Pandas is an open-source Python library that provides data structures and tools for efficient data manipulation and analysis. It is built on top of NumPy, another popular library for numerical computing in Python. Pandas provides two main data structures: Series and DataFrame. A Series is a one-dimensional array-like object that can hold any data type, while a DataFrame is a two-dimensional table-like data structure with rows and columns.
Filtering out Null or Empty Strings in Pandas
Consider the following DataFrame:
name age city
0 Alice 25.0 New York
1 Bob 30.0 Paris
2 Charlie NaN
3 David 35.0 London
Using dropna()
method:
To filter out records with null or empty strings in Pandas, we will use the dropna()
method. This method is used to remove missing values (i.e., null, NaN, or None) from a DataFrame. We can specify the axis along which to drop the missing values (i.e., rows or columns) and the subset of columns to consider.
import pandas as pd
# create a sample DataFrame
data = {'name': ['Alice', 'Bob', 'Charlie', 'David'],
'age': [25, 30, None, 35],
'city': ['New York', 'Paris', '', 'London']}
df = pd.DataFrame(data)
# filter out records using dropna method
df_filtered = df.dropna()
print(df_filtered)
Output:
name age city
0 Alice 25.0 New York
1 Bob 30.0 Paris
3 David 35.0 London
In this example, we create a sample DataFrame with four records and three fields: name, age, and city. The third record has an empty string in the city field, which we want to filter out. We then use the dropna()
method to drop all rows that contain empty cell and store the result in a new DataFrame called df_filtered
.
Note that the dropna()
method returns a new DataFrame by default, so we need to assign the result to a new variable if we want to keep the filtered DataFrame.
Using notna()
Method
The notna()
method returns a boolean mask indicating the positions of non-null (non-NA) values. We can use this method to filter out records with null or empty strings by negating the boolean mask.
import pandas as pd
# create a sample DataFrame
data = {'name': ['Alice', 'Bob', 'Charlie', 'David'],
'age': [25, 30, None, 35],
'city': ['New York', 'Paris', '', 'London']}
df = pd.DataFrame(data)
# filter out records with empty strings in the 'city' column using notna() method
df_filtered = df[df['age'].notna()]
print(df_filtered)
Output:
name age city
0 Alice 25.0 New York
1 Bob 30.0 Paris
3 David 35.0 London
In this example, the notna()
method is used to create a boolean mask that identifies non-null values in the ‘city’ column.
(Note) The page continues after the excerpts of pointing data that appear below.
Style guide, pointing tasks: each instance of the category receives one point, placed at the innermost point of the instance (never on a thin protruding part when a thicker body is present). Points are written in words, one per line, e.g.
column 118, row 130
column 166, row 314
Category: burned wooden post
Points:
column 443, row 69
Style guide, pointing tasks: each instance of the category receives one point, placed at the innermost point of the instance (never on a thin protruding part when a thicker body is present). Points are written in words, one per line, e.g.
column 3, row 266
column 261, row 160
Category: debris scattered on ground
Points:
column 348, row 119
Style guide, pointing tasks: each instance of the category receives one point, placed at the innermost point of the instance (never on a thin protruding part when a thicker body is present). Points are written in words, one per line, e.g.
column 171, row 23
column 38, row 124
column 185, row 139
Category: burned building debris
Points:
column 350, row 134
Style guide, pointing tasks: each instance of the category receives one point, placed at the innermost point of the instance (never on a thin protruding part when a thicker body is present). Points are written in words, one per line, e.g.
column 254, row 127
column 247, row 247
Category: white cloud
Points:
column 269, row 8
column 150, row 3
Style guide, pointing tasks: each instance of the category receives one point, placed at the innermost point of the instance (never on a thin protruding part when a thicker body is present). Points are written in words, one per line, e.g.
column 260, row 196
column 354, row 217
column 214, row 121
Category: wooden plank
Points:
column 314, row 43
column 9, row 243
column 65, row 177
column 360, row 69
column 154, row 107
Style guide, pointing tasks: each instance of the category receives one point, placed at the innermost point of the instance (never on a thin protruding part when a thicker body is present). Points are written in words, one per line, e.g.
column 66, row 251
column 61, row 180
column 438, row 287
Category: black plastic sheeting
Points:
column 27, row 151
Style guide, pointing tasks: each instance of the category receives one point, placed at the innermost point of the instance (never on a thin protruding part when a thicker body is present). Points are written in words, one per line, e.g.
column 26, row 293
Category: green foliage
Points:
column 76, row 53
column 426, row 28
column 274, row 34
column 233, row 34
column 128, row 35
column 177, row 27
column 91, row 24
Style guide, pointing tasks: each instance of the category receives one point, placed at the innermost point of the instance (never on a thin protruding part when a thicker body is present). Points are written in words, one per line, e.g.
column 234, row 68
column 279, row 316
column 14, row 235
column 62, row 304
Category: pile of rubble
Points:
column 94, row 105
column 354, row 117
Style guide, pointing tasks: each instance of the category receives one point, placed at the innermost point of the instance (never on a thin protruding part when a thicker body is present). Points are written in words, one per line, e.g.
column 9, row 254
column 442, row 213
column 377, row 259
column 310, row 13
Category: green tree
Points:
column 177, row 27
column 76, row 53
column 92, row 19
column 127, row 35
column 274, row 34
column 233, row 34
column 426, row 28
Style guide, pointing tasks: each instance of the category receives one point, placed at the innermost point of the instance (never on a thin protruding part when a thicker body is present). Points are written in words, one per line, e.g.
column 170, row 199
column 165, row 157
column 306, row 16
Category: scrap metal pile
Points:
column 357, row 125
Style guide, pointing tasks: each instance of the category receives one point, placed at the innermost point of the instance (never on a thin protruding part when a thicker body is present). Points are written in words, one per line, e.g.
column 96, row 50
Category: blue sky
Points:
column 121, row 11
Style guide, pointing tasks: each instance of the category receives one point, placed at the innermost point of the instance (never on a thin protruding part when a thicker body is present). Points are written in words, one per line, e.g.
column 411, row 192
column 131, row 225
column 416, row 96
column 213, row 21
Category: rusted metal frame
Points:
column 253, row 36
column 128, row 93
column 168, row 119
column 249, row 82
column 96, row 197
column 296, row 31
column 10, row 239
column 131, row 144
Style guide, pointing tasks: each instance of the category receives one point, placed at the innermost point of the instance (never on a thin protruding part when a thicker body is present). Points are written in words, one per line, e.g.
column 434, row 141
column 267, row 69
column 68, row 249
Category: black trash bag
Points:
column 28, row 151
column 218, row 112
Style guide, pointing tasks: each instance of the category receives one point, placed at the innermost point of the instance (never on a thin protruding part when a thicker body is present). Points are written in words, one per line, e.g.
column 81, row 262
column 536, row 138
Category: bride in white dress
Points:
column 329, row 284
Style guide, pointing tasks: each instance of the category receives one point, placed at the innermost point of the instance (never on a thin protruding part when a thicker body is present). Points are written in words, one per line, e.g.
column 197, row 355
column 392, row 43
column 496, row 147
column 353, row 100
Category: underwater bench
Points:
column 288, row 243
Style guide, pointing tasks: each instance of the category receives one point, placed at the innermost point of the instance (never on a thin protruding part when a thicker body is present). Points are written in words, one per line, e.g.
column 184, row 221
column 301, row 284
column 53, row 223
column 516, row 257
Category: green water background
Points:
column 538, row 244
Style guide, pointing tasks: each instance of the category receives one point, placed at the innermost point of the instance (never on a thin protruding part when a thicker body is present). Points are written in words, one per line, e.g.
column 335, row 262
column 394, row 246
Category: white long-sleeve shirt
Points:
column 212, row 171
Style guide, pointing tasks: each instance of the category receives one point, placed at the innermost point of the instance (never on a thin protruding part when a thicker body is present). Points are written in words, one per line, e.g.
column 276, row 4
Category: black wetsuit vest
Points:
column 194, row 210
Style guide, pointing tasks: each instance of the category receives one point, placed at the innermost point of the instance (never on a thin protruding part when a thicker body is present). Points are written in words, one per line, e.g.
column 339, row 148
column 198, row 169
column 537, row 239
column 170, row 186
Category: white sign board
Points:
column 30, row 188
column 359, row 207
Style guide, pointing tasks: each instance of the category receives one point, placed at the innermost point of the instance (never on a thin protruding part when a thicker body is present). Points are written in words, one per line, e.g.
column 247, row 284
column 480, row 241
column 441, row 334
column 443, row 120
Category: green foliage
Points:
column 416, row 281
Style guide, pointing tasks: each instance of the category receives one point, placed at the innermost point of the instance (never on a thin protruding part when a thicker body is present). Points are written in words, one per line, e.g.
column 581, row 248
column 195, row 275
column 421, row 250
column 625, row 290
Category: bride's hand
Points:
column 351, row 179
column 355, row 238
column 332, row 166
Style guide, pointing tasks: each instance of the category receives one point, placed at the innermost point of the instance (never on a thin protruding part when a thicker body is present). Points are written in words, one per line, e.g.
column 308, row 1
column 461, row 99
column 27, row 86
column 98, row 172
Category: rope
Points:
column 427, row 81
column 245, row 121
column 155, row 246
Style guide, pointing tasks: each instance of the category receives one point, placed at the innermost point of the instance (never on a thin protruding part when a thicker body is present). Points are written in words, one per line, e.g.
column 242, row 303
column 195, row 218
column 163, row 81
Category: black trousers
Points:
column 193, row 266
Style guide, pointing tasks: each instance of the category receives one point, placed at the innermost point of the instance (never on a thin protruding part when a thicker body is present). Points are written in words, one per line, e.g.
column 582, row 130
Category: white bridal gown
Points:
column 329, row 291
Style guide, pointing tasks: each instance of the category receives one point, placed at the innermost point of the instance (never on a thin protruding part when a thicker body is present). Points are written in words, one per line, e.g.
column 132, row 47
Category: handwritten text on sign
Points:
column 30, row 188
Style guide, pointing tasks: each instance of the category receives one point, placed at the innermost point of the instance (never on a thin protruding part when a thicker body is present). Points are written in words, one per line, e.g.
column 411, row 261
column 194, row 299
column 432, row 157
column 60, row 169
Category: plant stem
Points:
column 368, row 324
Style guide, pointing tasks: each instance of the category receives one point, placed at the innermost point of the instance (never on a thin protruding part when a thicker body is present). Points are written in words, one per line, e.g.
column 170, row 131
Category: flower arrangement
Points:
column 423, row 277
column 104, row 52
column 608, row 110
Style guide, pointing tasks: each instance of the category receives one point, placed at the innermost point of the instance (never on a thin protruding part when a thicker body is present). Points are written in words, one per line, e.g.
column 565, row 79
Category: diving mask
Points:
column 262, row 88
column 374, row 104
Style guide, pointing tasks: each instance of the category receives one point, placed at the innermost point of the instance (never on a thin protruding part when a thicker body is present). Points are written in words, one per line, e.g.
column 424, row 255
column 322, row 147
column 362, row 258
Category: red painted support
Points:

Then, this boolean mask is used to filter out records with null or empty strings in the ‘city’ column, resulting in the DataFrame df_filtered
.
This method offers an alternative approach to filtering out records with null or empty strings in Pandas DataFrame columns.
Using boolean indexing
Another method is to use boolean indexing to filter the DataFrame based on conditions. We can create a boolean mask to identify records with null or empty strings and use it to filter the DataFrame. Here’s an example:
import pandas as pd
# create a sample DataFrame
data = {'name': ['Alice', 'Bob', 'Charlie', 'David'],
'age': [25, 30, None, 35],
'city': ['New York', 'Paris', '', 'London']}
df = pd.DataFrame(data)
# filter out records with empty strings in the 'city' column
df_filtered = df[df['city'] != '']
print(df_filtered)
Output:
name age city
0 Alice 25.0 New York
1 Bob 30.0 Paris
3 David 35.0 London
In this example, we create a boolean mask to identify records with empty strings in the 'city
' column using the !=
operator to drop the records with empty strings in the city field and store the result in a new DataFrame called df_filtered
.
Filtering out Null or Empty Strings for Multiple Fields
If we want to filter out records with null or empty strings for multiple fields, we can simply pass a list of field names to the subset
parameter. Here is an example:
Consider the following DataFrame:
name age city country
0 Alice 25.0 New York USA
1 Bob 30.0 Paris
2 Charlie NaN France
3 David 35.0 London UK
import pandas as pd
# create a sample DataFrame
data = {'name': ['Alice', 'Bob', 'Charlie', 'David'],
'age': [25, 30, None, 35],
'city': ['New York', 'Paris', '', 'London'],
'country': ['USA', '', 'France', 'UK']}
df = pd.DataFrame(data)
# filter out records with empty strings in the 'city' and 'country' columns
df_filtered = df[(df['city'] != '') & (df['country'] != '')]
print(df_filtered)
Output:
name age city country
0 Alice 25.0 New York USA
3 David 35.0 London UK
In this example, we create a sample DataFrame with four records and four fields: name, age, city, and country. The third and second records have empty strings in the city and country fields, respectively, which we want to filter out. We then use the dropna()
method with the !=
operator to check for empty strings in both fields and filter the records accordingly and store the result in a new DataFrame called df_filtered
.
Handling Null or Empty Strings in a Pandas DataFrame
Replacing Null or Empty Strings with New String
To handle null or empty strings in a Pandas DataFrame, we can replace them with a default value or with values derived from other columns. Here’s an example of replacing empty strings in the ‘city’ column with ‘Unknown’:
# replace empty strings in the 'city' column with 'Unknown'
df['city'].replace('', 'Unknown', inplace=True)
print(df)
Output:
name age city
0 Alice 25.0 New York
1 Bob 30.0 Paris
2 Charlie NaN Unknown
3 David 35.0 London
In this example, we use the replace()
method to replace empty strings in the ‘city’ column with ‘Unknown’. The inplace=True
parameter modifies the DataFrame in place.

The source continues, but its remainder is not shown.